L'édito de Pascal Boniface

 Pardon my French. La langue française, un enjeu pour le XXIème siècle – 3 questions à Hervé Bourges

Édito
7 août 2014
Le point de vue de Pascal Boniface
 Hervé Bourges, auteur d’une quinzaine d’ouvrages a occupé de nombreuses fonctions dans l’audiovisuel (directeur de RFI, PDG de TF1 et de France Télévisions, et président du CSA). Ancien directeur de l’information et porte-parole de l’UNESCO, il y fut ambassadeur de France en 1994. Auteur de Pardon my French. La langue française, un enjeu pour le XXIème siècle, paru aux éditions Karthala en 2014, il répond aux questions de Pascal Boniface.

1/ L’emploi du Français semble de plus en plus réduit aux JO alors qu’il y est langue officielle. Son usage risque-t-il de complètement disparaître selon vous ?

J’avais effectivement constaté aux JO d’Athènes en 2004 que non seulement l’emploi du français n’était pas équivalent à celui de l’anglais, mais qu’il était clairement insuffisant. Depuis cette date, le Secrétaire général de l’OIF est intervenu très fermement auprès du CIO et selon les rapports des « grands témoins » des Jeux d’été et d’hiver qui ont suivi, des progrès ont été réalisés, notamment à Pékin. Mais on est encore loin du compte et les athlètes francophones sont défavorisés.
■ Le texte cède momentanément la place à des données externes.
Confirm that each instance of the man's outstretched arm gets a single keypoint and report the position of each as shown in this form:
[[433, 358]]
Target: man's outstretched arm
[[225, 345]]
Quiconque ne pratique pas l’anglais se sent discriminé aux J.O. Les interprètes ne favorisent pas également les deux langues et ne reprennent pas en anglais les propos des francophones qui sont donc marginalisés. Mais l’usage du français ne disparaitra pas des Jeux sauf à violer directement la charte du CIO et à insulter la mémoire de leur fondateur, Pierre de Coubertin.

 
2/ Vous pointez également le recul du Français aux Nations Unies. Est-ce inéluctable et en quoi est ce problématique ?

 
Grâce à Haïti qui joignit sa voix décisive à celles des autres Francophones pour exiger l’emploi du français comme une des langues de travail de l’ONU, les Nations Unies s’expriment et débattent aussi bien en Français que dans les autres grandes langues internationales. C’est d’ailleurs une tradition ancienne que d’employer le Français dans la diplomatie, tout autour du monde. L’usage du Français sera de plus en plus justifié par la croissance du nombre de Francophones, actuellement un peu moins de 300 millions et près d’un milliard en 2050, à 80% africains. Il serait problématique que l’une des langues les plus parlées au monde et dans laquelle s’expriment un très grand nombre de nos contemporains ne soit plus comprise à l’ONU. D’autant plus que cette langue a toujours défendu et exprimé des valeurs universelles qui sont à la racine même des institutions internationales.

 
3/ Vous faites un constat lucide et pessimiste dans les pays francophones, écrivant que « le français n’est plus obligé et une course poursuite s’engage pour combler le fossé entre les ainés et les générations montantes». Y a-t-il de moyens d’enrayer ce déclin ?

 
Ce n’est pas un déclin, c’est un changement de pratique avec l’arrivée des nouveaux médias, notamment audiovisuels et du déploiement des réseaux sociaux : paradoxalement, la langue est de plus en plus parlée par des gens qui la maitrisent de moins en moins. Les effets des réseaux sociaux et de la communication via textos, c’est une dislocation de la grammaire et de l’orthographe mais du coup aussi une démocratisation de son usage parce que le Français permet dans beaucoup de pays, en particulier en Afrique, de dépasser les frontières linguistiques. Mais évidemment ces usages de la langue sont souvent fautifs et pour l’avenir le maintien du français passe par un effort dans l’éducation, un soutien à l’enseignement, un développement de l’action de l’Institut français et du réseau culturel francophone, enfin la formation des journalistes est plus que jamais nécessaire parce que leur usage de la langue a un rôle exemplaire et contagieux.